Now that my 2nd purpose for using this school related Blog is over... What Now?
I need to complete this semester and register for the next, but before I do that I need to go into advisement and talk about what I need to do in able to claim this new disability and be able to test differently in classes, etc...
I know I have hinted, I don't remember if I actually came out and said what had happened. I had a really bad reaction to a new med. There were a lot of symptoms, but I was advised to try it for a full two weeks. At the end of that time and into the next week I had several migraines. I have suffered from really bad migraines since I was in 5th grade. Usually, my migraines start with the aura in one or both eyes--it is a arch shaped flashing neon thing, sometimes there are more than one; lately it stops there and I have a mild headache after. Sometimes, I get sick to my stomach and go numb down one side of my body. Sometimes, I feel my head is going to split in two. These were not like my normal ones. The first few were like that and on the mild side, yet there was an undefined quality that wasn't normal. The last one knocked me off my feet and into bed for two days. It was everything and more. Because I can deal with them at home with strong coffee and Excedrin and a cool, dark room; because I have had migraines most of my life and been told there is no reason to go to the ER when I have one; because my doctor is away on maternity leave; I managed them alone at home. I am told I most likely had mini-strokes--which is one of the bad side affects this med can produce. Something happened. Something is different in my head. I will see my doctor when she is back. I will head to the ER if I have another migraine of any type.

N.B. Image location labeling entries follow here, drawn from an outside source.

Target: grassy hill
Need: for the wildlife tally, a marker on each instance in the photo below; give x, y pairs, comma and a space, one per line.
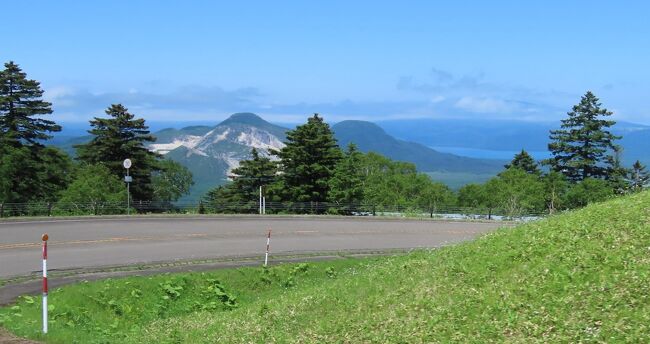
579, 277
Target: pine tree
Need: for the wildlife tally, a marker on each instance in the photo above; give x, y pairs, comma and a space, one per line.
346, 184
638, 176
583, 147
119, 137
617, 174
242, 195
525, 162
21, 108
258, 171
28, 170
308, 161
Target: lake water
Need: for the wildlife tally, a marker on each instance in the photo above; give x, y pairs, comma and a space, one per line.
489, 154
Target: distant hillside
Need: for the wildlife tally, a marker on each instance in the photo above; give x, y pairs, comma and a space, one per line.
370, 137
211, 152
506, 135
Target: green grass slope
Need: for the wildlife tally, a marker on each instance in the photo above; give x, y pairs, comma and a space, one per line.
579, 277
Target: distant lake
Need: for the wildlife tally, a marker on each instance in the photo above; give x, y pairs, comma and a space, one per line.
489, 154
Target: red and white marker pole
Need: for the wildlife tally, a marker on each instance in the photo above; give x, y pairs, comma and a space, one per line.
44, 238
268, 242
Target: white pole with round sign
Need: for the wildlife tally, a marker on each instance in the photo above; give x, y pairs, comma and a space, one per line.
127, 179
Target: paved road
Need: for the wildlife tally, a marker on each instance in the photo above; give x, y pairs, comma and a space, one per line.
96, 242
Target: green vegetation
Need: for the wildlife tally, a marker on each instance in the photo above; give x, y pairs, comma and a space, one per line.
308, 160
576, 277
584, 148
118, 137
35, 176
29, 171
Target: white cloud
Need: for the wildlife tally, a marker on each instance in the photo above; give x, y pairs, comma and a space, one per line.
485, 105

I cannot do math. There have always been math things I could do in my head, easily, as I discussed before. Yet, I've always struggled to remember the formulas. I have always been really slow at algebra. But with written down notes, I can do it. Or I could. I just had to withdrawal from my algebra class. I failed the face to face test. The teacher had no sympathy and I don't blame her. She doesn't know me--it was an on-line class. I could be making this all up, to pull off a better grade. I will take the class again. First, I will make sure I have documentation that makes allowances for learning disabilities.
Even writing something like this has become very hard to do. I am honestly scared. I have El Jay to raise. He needs a healthy mom who can keep up with him. Plus, there is Jeddy. He is 18. Currently, he is harder to keep up with than El Jay is :-)
I am a single mom. I am 50. I have to get better.
So, what now? Me. Rest (maybe not quiet, because El Jay is never quiet....) Forse myself out of my comfort zone. Diet. Exercise. Etc.... to bad I can't do an internship that focuses on TINA, right? Then I'd have to set goals and I'd be accountable to someone else.